Day 29: Fort William to Leitirfearn
- David Gardiner
- Aug 1, 2021
- 4 min read
Day 29 may seem like a big jump, but that's what happens when you're recovering from an injury and have to miss out some of the journey. Eventually, I plan to go back and travel the distance I missed on this occasion, linking up Beith to Glasgow and Fort William. I also rather like the look of the Caledonian Way, a cycle route leading from Cambletown on the Kintyre Peninsula up to Oban, and then on to Fort William. Maybe something to do next time I plan to go to Iona!?
Anyway, back to the 2021 pilgrimage:
My first day back in the saddle began gently, with a good breakfast at the Cruachan Hotel, Fort William.

I was still anxious about the day to come, but also keen to make use of the comfortable facilities, knowing I had days of camping (including some wild camping) coming up before arriving at Dornoch.
We packed up and headed out onto the hotel terrace to sit in the sun and wait for Dad to arrive to drop off the trike and collect Sarah. It was a beautiful morning: sunny and calm. Loch Linnhe was like a mirror, perfectly reflecting the mountains and moored vessels in the water. The only disturbances occurred whenever a boat moved along the loch, sending gentle waves to break on the shore.
Dad arrived as planned, and we repacked my backpack into the panniers, along with the extra equipment and supplies needed. Very quickly, it was time to set off on my own once again.

The start of the Great Glen Way is not as clear as the end points of the West Highland Way: basically there’s a roundabout near the railway station where the National Cycle Network route 78 suddenly gains the emblem of the Great Glen Way. More of a feature is the picnic site and interpretation boards of the remains of the actual fort of Fort William.

From there, the route passes alongside the railway and crosses roads and estates to join the early stages of the Caledonian Canal at the famous Neptune’s Staircase, a series of locks that raises the canal 62 feet (19 metres) over a quarter of a mile. This kind of slope is very pleasant to climb on a recumbent trike!

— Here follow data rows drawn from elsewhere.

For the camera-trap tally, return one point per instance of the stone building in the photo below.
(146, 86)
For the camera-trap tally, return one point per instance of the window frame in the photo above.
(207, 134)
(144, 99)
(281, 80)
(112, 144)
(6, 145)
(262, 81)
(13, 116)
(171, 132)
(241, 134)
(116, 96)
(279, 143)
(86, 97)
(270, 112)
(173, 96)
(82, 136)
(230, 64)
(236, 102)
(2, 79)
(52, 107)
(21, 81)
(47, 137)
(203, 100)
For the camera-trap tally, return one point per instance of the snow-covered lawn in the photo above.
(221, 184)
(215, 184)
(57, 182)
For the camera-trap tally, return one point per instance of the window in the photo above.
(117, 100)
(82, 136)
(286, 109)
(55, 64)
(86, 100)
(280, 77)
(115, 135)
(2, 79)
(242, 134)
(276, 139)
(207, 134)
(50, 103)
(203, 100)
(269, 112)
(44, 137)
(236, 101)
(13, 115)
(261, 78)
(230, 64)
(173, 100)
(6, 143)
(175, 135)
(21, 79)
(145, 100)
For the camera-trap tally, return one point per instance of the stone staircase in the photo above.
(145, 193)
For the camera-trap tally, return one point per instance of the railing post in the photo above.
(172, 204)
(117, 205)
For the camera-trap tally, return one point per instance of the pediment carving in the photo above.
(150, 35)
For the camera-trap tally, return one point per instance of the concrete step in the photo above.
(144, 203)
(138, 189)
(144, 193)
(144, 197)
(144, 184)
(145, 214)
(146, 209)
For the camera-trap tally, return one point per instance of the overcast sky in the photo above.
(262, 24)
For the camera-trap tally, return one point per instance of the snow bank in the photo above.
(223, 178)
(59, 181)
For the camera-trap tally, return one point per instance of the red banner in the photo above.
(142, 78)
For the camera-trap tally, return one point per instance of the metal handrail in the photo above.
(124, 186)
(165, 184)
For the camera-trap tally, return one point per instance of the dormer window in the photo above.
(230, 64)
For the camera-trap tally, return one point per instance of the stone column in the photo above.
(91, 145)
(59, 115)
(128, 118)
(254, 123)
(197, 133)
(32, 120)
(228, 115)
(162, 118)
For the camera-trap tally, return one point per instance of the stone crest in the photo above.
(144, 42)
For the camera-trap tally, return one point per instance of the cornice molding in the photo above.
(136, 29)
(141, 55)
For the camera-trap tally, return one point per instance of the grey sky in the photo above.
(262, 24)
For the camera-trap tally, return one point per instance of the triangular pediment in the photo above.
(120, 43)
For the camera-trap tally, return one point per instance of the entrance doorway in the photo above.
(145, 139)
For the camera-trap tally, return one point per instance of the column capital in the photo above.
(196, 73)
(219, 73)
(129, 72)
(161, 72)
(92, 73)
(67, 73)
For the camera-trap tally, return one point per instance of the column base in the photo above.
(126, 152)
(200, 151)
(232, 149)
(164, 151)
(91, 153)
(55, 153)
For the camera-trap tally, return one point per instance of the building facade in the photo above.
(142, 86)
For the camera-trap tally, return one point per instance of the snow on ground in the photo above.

A few miles had me passing those sharing the Great Glen route by foot, sail, paddle, motorboat, and other cyclists. There’s also a bridle way, but on this occasion I didn’t meet any horse riders.
The gentle ride along the canal was a great way to start the journey, before starting to climb above the north shore of Loch Lochy on Forest Enterprise roads. These were the usual good quality, yet challenging as the gravel surface and occasionally steep slopes made it difficult for my single rear drive-wheel to propel the trike. Eventually I had to get off and push, but it was worth it when I reached the top and the marvellous views over this first freshwater Loch of the Great Glen.

Most travellers I met that day were making their way on day trips, rather than longer explorations, although one cyclist was doing the Great Glen north to south. He gave me some good advice about route choices, and we spoke about rest points, which are really nicely provided by the route management. The Great Glen footpath, which is also available to cyclists, runs mostly on the north shores of the lochs, and especially to the north of Loch Ness is rather rough, and not easily negotiated by recumbent trike.
Instead, the National Cycle Network route splits at Fort Augustus and follows the south shore on lightly-trafficked tarmac roads - but more on this tomorrow!
The rest points I mentioned are conveniently spaced semi-wild designated camping sites, complete with composting toilets. These used to be accessed by means of a key hireable from the canal management offices at Fort William or Inverness, but on my trip the locks have all been removed. I was pleased to note that at each site, one of the composting toilets is an accessible toilet. Outdoor exploration is not limited to preconceived notions of able-bodied persons.
I descended to the end of Loch Lochy, and followed the path across the canal and gentle lands between lochs to the south shore of Loch Oich, the smallest of the three lochs that form the Great Glen. The route here joins the dismantled Invergarry and Fort Augustus railway. It makes for great cycling, but unfortunately the gates protecting the route from motor traffic, whilst being well designed for foot and horse passage, are a nightmare for touring cyclists. The padlocked gates span the whole path, are about seven or eight feet tall, and have a cutout in the centre that can be opened by hand. These cutouts maintain the integrity of the gates by stopping above the bottom foot or so of the gate. Horses and people can step through, but cycles (and their touring luggage) must be lifted over.



Nonetheless, I enjoyed my cycle along these last miles to the beautiful rest stop at Leitirfearn (Grid Reference NH327013 or what3words ///removals.bumpy.cherished)

There were only two of us camping there that night, and it was peaceful and glorious. I heartily recommend a visit - it’s a great experience at the luxury end of wild camping or the rough end of site camping. I slept soundly and securely.